48.
「フローリニア、お前、いーとこねーよな」
婚約者ロメックスは感じの悪い男性だ。
会うたびに嫌みというか悪口というかそういったことを言ってくる。
どうしてそんな心ないことができるのだろう、と、いつも密かに思っている。
だってそうだろう? 一応婚約者なのに。彼から見れば私は婚約している相手なのに。それなのにどうしてそこまで傷つけるような発言をできるのだろう? どうしてそんな心ないことができるのだろう? ……私には理解できない。
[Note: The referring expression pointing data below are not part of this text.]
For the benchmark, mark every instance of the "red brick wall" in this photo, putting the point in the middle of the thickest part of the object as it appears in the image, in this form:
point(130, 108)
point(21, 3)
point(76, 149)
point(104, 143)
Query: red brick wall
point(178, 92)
傷つけるようなことばかり言っては可哀想だな、とは思わないのだろうか。
彼は何度も私を傷つける。
繰り返すのは「お前がもーっと魅力的だったらな、毎日楽しかっただろーになー」とか「俺不運だよなー、お前みたいなやつが婚約者で。気の毒男子だよなー」とかそんな言葉ばかり。
彼は私を傷つけることしかしない。
朝も、昼も、晩も、どんな日も、私を見かければ彼は平気で傷つけようとしてくるのだから……酷すぎる。
そんなある日。
「お前との婚約、破棄するわ」
ロメックスはついにそんなことを言ってきた。
でも悲しくはない。
むしろ嬉しいくらいだ。
「婚約破棄、ですか……」
「ああそうだ」
「分かりました!」
ここは笑ってやろう。
こういう時にこそ嫌みを。
敢えてひたすら明るく。
「では、さようなら!」
こうして私たちの関係は終わった。
これでもうややこしいことを言われなくて済む、そう思うだけで気が楽になる。
少なくとももう傷つかなくていい。
それはとてもありがたいこと。
爽やかな気持ちだし、解放感が凄いし、鼻歌が出てしまいそうなほどだ。
その後ロメックスがどうなったかというと。
雨の日に山道を歩いていたところ足を滑らせて谷へ落ちてしまい、その際に強く打った部位が悪かったために亡くなったそうだ。
彼はもう、この世界で生きることはできない。